Why put implicit bias training into a box that says 'break in case of emergency,' when it’s just a matter of time before the next incident of racism?

Everyone should get tested for implicit bias, and if you’re a public official or receiving public dollars — it should be mandatory. It’s just a matter of time before another black person is abused, arrested, or shot dead for flying, golfing, driving, walking or drinking coffee "while black."

We know that in another week, black Twitter will once again be enraged by another disturbing video of a black woman in Waffle House getting body-slammed to the floor by police, only to see a white man who killed four people and wounded four more at a Tennessee Waffle House brought in by police without the use of excessive force. Then there’s Starbucks.

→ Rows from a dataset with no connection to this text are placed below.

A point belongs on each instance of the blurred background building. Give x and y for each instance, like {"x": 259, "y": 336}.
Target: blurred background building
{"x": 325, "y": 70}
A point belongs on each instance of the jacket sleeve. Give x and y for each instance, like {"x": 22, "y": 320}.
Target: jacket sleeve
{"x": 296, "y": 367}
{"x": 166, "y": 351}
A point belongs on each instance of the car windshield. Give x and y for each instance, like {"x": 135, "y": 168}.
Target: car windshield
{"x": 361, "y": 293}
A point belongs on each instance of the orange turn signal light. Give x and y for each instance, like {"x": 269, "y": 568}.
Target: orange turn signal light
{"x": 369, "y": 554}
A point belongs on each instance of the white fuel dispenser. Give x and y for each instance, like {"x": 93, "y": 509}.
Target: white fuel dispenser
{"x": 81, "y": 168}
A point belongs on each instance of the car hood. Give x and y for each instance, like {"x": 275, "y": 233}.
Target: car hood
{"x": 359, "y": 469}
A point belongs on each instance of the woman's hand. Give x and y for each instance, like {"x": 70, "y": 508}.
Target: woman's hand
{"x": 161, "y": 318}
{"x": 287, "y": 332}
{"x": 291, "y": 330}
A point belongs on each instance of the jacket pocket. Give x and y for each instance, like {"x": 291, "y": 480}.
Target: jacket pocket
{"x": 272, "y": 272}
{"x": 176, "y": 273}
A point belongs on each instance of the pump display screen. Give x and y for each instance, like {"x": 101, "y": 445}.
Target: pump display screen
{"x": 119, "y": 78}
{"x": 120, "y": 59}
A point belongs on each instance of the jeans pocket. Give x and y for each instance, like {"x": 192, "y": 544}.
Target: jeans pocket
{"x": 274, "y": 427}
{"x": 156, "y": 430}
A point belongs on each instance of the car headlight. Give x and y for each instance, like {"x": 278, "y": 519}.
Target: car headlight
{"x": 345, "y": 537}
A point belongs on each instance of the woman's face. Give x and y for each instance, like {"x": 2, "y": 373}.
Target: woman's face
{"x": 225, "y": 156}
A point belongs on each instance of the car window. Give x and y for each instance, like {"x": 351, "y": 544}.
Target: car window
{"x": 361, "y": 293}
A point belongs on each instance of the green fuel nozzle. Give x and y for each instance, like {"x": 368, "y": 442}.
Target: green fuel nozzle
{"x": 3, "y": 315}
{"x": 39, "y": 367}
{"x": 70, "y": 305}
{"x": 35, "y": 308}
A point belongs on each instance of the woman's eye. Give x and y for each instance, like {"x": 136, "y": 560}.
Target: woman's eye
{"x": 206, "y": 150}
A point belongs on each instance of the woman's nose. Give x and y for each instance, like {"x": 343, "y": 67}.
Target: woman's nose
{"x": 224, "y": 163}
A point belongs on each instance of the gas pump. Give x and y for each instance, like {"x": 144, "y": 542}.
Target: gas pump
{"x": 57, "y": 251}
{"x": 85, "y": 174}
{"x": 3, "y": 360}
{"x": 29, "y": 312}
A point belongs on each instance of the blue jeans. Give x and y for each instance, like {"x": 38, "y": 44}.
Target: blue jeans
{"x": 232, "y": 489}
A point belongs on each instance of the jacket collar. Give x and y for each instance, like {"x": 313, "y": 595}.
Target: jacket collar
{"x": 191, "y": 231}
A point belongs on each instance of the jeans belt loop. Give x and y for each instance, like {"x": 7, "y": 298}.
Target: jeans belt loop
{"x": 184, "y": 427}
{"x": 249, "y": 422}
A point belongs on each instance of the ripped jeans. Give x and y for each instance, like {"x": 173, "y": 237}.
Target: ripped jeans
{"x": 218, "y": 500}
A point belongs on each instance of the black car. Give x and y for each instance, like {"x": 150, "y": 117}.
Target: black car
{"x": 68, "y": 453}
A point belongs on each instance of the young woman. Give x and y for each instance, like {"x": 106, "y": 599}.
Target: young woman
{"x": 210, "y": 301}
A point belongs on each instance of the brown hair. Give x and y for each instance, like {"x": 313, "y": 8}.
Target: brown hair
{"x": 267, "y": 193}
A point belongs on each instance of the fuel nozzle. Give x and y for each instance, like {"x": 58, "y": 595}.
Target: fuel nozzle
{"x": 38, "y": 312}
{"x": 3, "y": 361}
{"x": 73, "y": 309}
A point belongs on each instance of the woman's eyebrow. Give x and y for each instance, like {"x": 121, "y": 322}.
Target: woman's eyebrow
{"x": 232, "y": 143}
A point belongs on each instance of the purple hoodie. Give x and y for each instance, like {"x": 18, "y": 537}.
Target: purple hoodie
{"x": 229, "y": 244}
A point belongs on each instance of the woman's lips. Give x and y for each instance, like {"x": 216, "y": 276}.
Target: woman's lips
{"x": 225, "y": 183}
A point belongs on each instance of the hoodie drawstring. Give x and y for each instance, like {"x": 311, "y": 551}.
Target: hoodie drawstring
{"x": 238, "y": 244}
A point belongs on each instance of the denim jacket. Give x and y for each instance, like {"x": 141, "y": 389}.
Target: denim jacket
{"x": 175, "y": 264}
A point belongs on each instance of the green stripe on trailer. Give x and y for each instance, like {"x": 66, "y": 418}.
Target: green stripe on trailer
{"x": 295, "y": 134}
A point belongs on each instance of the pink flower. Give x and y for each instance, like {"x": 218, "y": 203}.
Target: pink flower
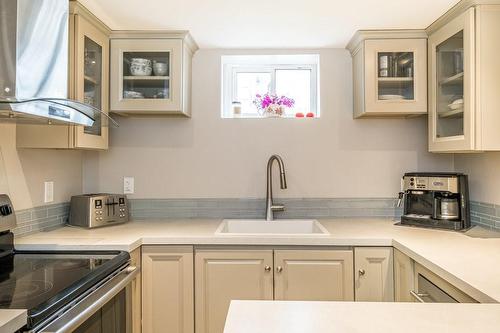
{"x": 262, "y": 102}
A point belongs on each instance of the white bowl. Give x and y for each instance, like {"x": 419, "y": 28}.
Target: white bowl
{"x": 160, "y": 68}
{"x": 140, "y": 67}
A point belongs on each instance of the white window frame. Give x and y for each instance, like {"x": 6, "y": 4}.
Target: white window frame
{"x": 232, "y": 65}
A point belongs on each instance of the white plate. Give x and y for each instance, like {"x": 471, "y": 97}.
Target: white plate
{"x": 390, "y": 97}
{"x": 455, "y": 106}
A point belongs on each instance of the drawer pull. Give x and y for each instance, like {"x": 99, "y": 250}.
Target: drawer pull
{"x": 418, "y": 296}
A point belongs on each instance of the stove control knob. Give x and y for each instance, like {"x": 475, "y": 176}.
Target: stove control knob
{"x": 5, "y": 210}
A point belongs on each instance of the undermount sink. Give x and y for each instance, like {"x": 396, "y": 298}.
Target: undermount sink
{"x": 271, "y": 228}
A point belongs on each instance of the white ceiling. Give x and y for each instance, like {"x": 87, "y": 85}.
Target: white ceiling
{"x": 269, "y": 23}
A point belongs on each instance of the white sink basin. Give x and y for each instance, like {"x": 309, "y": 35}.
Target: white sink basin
{"x": 271, "y": 228}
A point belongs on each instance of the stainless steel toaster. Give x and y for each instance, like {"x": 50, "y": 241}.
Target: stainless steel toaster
{"x": 98, "y": 210}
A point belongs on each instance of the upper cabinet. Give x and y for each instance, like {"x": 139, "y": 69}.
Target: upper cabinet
{"x": 151, "y": 73}
{"x": 464, "y": 72}
{"x": 88, "y": 83}
{"x": 389, "y": 73}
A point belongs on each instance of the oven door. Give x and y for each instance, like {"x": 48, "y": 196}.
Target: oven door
{"x": 107, "y": 309}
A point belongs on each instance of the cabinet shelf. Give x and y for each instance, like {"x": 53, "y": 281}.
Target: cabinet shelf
{"x": 395, "y": 79}
{"x": 89, "y": 79}
{"x": 146, "y": 78}
{"x": 457, "y": 78}
{"x": 458, "y": 113}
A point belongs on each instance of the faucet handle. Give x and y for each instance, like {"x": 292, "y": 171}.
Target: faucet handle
{"x": 278, "y": 207}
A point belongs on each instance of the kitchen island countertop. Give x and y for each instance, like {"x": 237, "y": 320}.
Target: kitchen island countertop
{"x": 469, "y": 263}
{"x": 360, "y": 317}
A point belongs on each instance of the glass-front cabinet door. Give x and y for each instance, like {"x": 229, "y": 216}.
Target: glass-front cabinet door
{"x": 92, "y": 59}
{"x": 395, "y": 76}
{"x": 451, "y": 52}
{"x": 146, "y": 75}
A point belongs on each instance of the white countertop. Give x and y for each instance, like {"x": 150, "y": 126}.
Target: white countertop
{"x": 12, "y": 320}
{"x": 360, "y": 317}
{"x": 471, "y": 264}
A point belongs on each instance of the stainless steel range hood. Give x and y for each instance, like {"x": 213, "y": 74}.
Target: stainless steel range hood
{"x": 34, "y": 58}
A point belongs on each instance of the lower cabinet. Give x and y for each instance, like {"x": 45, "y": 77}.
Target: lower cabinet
{"x": 167, "y": 289}
{"x": 313, "y": 275}
{"x": 403, "y": 277}
{"x": 135, "y": 260}
{"x": 374, "y": 278}
{"x": 225, "y": 274}
{"x": 222, "y": 275}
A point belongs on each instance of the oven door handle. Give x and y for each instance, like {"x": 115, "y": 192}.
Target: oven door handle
{"x": 418, "y": 296}
{"x": 83, "y": 310}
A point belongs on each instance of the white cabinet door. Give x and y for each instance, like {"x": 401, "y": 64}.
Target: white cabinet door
{"x": 135, "y": 260}
{"x": 225, "y": 275}
{"x": 374, "y": 278}
{"x": 403, "y": 277}
{"x": 395, "y": 77}
{"x": 315, "y": 275}
{"x": 167, "y": 277}
{"x": 147, "y": 75}
{"x": 451, "y": 85}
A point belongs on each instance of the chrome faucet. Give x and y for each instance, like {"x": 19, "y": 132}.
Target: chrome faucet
{"x": 270, "y": 206}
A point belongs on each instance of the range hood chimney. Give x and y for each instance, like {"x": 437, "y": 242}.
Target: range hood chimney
{"x": 34, "y": 60}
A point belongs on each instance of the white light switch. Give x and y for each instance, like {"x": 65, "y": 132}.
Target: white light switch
{"x": 49, "y": 192}
{"x": 128, "y": 185}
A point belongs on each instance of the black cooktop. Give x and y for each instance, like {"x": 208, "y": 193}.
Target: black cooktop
{"x": 44, "y": 281}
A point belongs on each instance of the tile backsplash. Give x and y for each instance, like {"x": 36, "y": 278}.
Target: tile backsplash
{"x": 52, "y": 216}
{"x": 41, "y": 218}
{"x": 485, "y": 214}
{"x": 254, "y": 208}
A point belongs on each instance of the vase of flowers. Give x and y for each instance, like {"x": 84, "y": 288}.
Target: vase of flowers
{"x": 270, "y": 105}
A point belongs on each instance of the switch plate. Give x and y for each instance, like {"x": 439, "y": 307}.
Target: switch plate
{"x": 49, "y": 192}
{"x": 128, "y": 185}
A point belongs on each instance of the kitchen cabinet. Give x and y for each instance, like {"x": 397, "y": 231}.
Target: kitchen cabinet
{"x": 151, "y": 73}
{"x": 403, "y": 277}
{"x": 373, "y": 274}
{"x": 88, "y": 83}
{"x": 463, "y": 76}
{"x": 222, "y": 275}
{"x": 313, "y": 275}
{"x": 431, "y": 288}
{"x": 167, "y": 289}
{"x": 136, "y": 304}
{"x": 389, "y": 73}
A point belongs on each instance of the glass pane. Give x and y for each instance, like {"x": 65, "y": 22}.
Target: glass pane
{"x": 295, "y": 84}
{"x": 247, "y": 86}
{"x": 395, "y": 76}
{"x": 92, "y": 73}
{"x": 146, "y": 75}
{"x": 450, "y": 87}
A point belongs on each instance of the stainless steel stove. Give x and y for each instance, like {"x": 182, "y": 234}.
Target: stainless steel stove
{"x": 63, "y": 291}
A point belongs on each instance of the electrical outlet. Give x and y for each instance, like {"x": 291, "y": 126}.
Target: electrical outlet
{"x": 49, "y": 192}
{"x": 128, "y": 185}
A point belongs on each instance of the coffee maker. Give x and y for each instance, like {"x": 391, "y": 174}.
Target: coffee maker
{"x": 435, "y": 200}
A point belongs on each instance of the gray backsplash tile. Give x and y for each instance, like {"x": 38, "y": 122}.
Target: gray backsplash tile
{"x": 40, "y": 219}
{"x": 52, "y": 216}
{"x": 254, "y": 208}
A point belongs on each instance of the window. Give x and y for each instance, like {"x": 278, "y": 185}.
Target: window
{"x": 293, "y": 76}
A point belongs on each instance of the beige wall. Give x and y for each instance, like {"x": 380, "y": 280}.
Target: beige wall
{"x": 484, "y": 175}
{"x": 206, "y": 156}
{"x": 23, "y": 172}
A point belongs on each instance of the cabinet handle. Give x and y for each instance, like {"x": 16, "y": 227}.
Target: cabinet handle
{"x": 418, "y": 296}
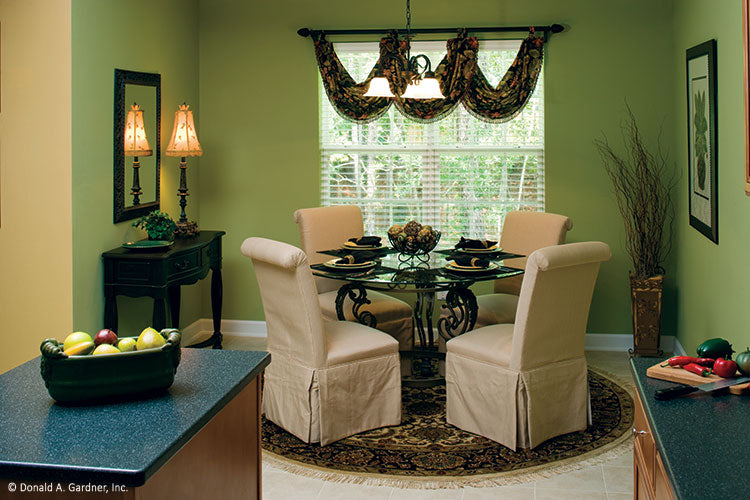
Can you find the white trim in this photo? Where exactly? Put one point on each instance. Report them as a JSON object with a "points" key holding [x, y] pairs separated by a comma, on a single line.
{"points": [[234, 327], [257, 329], [623, 342]]}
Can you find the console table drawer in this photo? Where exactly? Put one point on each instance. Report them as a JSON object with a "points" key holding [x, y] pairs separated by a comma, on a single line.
{"points": [[185, 263]]}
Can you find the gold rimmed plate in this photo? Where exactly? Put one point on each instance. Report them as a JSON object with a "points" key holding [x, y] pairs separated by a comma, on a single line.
{"points": [[353, 246], [470, 269], [354, 267]]}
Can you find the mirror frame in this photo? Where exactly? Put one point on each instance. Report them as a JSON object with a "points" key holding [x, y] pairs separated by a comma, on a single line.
{"points": [[123, 77]]}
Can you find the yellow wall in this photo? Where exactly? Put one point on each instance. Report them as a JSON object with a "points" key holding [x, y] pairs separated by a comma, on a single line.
{"points": [[35, 177]]}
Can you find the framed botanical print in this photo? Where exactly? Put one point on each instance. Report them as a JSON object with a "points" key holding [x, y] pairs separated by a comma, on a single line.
{"points": [[702, 143]]}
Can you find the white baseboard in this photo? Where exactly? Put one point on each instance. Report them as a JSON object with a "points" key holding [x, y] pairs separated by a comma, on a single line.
{"points": [[252, 328], [623, 342], [234, 327]]}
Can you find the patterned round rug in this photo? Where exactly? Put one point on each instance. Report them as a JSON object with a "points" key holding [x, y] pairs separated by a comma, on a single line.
{"points": [[424, 446]]}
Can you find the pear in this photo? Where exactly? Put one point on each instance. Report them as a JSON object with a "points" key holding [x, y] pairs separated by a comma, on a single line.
{"points": [[76, 338], [149, 338], [126, 344]]}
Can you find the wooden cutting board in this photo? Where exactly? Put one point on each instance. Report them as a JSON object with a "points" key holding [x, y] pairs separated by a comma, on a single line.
{"points": [[675, 374]]}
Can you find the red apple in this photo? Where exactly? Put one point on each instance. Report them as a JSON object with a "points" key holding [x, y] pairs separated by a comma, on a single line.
{"points": [[105, 336]]}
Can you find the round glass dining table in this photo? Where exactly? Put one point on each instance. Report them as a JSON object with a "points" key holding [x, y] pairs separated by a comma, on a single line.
{"points": [[389, 271]]}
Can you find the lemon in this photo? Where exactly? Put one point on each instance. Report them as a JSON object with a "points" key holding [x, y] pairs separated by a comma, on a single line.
{"points": [[80, 348], [150, 338], [105, 349]]}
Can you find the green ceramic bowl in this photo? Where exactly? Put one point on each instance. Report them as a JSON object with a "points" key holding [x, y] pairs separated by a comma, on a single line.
{"points": [[73, 379]]}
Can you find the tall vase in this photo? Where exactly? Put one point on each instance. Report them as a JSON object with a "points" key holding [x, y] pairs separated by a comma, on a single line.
{"points": [[645, 300]]}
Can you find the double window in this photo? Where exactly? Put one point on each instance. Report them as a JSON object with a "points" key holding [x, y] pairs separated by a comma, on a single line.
{"points": [[460, 175]]}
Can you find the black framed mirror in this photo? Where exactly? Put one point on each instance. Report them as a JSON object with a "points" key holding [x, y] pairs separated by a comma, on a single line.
{"points": [[137, 143]]}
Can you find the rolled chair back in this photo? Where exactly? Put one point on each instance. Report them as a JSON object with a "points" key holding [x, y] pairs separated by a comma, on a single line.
{"points": [[324, 228], [290, 301], [553, 307], [524, 232]]}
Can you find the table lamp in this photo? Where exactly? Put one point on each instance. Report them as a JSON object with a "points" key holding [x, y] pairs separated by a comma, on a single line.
{"points": [[136, 144], [184, 143]]}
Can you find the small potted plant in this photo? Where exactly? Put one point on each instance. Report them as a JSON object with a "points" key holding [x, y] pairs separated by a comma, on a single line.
{"points": [[158, 225]]}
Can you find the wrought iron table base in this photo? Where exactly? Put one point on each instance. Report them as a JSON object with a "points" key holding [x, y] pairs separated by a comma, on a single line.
{"points": [[462, 308]]}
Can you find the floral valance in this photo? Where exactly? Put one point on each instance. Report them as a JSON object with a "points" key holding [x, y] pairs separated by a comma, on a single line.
{"points": [[461, 80]]}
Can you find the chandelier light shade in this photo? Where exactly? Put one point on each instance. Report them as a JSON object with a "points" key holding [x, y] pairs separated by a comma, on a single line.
{"points": [[379, 87], [136, 143], [184, 140], [184, 143], [425, 88]]}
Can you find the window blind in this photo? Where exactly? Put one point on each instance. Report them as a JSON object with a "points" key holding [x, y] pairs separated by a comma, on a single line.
{"points": [[460, 175]]}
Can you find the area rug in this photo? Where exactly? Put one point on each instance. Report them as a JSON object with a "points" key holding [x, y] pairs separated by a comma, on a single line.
{"points": [[424, 451]]}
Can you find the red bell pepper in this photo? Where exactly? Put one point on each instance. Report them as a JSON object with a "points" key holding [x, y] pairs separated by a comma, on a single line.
{"points": [[697, 369], [725, 367], [683, 360]]}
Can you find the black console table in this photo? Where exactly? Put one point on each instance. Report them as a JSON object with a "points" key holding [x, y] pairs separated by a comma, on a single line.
{"points": [[159, 274]]}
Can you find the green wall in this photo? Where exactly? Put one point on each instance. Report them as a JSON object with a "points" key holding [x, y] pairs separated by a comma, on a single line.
{"points": [[713, 279], [253, 83], [259, 103], [138, 35]]}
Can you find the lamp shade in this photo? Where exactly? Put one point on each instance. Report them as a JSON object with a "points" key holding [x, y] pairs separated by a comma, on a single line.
{"points": [[184, 141], [379, 87], [136, 143], [425, 88]]}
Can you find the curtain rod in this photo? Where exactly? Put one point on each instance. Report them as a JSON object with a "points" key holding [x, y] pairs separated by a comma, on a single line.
{"points": [[554, 28]]}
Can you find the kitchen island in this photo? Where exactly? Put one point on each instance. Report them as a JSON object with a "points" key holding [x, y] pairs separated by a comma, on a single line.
{"points": [[701, 441], [200, 439]]}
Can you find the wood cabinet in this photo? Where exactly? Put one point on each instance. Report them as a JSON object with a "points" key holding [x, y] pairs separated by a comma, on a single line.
{"points": [[650, 480]]}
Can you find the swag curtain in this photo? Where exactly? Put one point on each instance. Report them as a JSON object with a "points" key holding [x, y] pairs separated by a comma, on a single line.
{"points": [[461, 80]]}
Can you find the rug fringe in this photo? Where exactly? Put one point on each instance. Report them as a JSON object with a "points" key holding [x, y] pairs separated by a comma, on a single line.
{"points": [[612, 450], [617, 448]]}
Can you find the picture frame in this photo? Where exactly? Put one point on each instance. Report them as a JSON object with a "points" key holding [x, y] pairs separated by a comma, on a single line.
{"points": [[746, 88], [702, 139]]}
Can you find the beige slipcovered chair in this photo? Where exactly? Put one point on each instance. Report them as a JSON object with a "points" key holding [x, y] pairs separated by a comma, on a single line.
{"points": [[523, 232], [327, 379], [522, 383], [325, 228]]}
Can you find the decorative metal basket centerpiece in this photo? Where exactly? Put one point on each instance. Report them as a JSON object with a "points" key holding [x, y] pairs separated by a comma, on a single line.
{"points": [[413, 240]]}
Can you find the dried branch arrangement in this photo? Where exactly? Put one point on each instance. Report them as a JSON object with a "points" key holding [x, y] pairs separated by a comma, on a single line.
{"points": [[643, 185]]}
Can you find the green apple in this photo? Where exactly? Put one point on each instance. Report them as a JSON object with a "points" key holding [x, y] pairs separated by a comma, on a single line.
{"points": [[127, 344], [105, 349], [150, 338], [76, 338]]}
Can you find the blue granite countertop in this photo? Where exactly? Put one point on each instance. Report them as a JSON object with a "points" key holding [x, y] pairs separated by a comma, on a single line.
{"points": [[703, 438], [122, 442]]}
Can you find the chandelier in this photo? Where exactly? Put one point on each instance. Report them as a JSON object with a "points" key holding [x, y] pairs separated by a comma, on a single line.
{"points": [[422, 83]]}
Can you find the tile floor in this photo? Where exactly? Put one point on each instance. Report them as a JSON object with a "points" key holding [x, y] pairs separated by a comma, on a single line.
{"points": [[612, 480]]}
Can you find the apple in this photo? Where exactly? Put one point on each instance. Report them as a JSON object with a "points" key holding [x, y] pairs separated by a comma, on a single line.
{"points": [[127, 344], [105, 336], [105, 349], [76, 338], [150, 338]]}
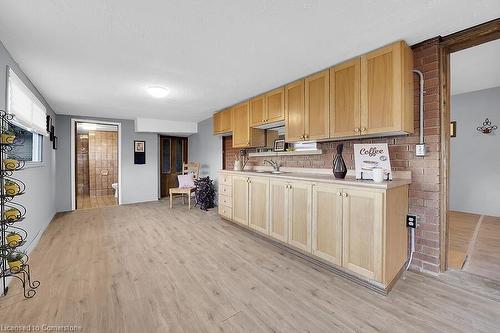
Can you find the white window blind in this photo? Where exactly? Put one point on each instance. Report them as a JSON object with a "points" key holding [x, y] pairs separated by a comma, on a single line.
{"points": [[28, 111]]}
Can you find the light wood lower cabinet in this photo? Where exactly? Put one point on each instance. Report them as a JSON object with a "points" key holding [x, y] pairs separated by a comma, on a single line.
{"points": [[278, 209], [360, 229], [299, 210], [258, 204], [327, 223], [362, 216], [240, 200]]}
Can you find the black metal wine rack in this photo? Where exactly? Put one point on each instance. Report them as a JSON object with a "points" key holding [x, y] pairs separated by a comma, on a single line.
{"points": [[12, 213]]}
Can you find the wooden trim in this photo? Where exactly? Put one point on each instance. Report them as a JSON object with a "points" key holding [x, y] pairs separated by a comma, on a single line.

How do we explain that racism still remains a much more popular drink in America than coffee?

We commend Starbucks CEO Kevin Johnson for his deliberate speed in taking steps that many a Fortune 500 company would fear. At the same time, we ask why is our society continually placing training on unconscious and implicit bias into a red box that says "break only in case of emergency," when we know it’s just a matter of time before another incident is caught on video and made public?

We know soon enough there’ll be another young black man lost on his way to school, shot at just for asking for directions. Or another Stephon Clark, an unarmed father killed by eight bullets in his back and shot at 20 times by Sacramento police.

In America, black people exist within the polarities of black and white. Black is normally associated with our nadir — both humans and a nation — while white our zenith. In The Souls of Black Folk, NAACP founder and scholar W.E.B. Du Bois speaks of the haunting power of the “color line,” and of a double-consciousness that still shadows black people today.

“The history of the American negro is the history of this strife,” said Du Bois.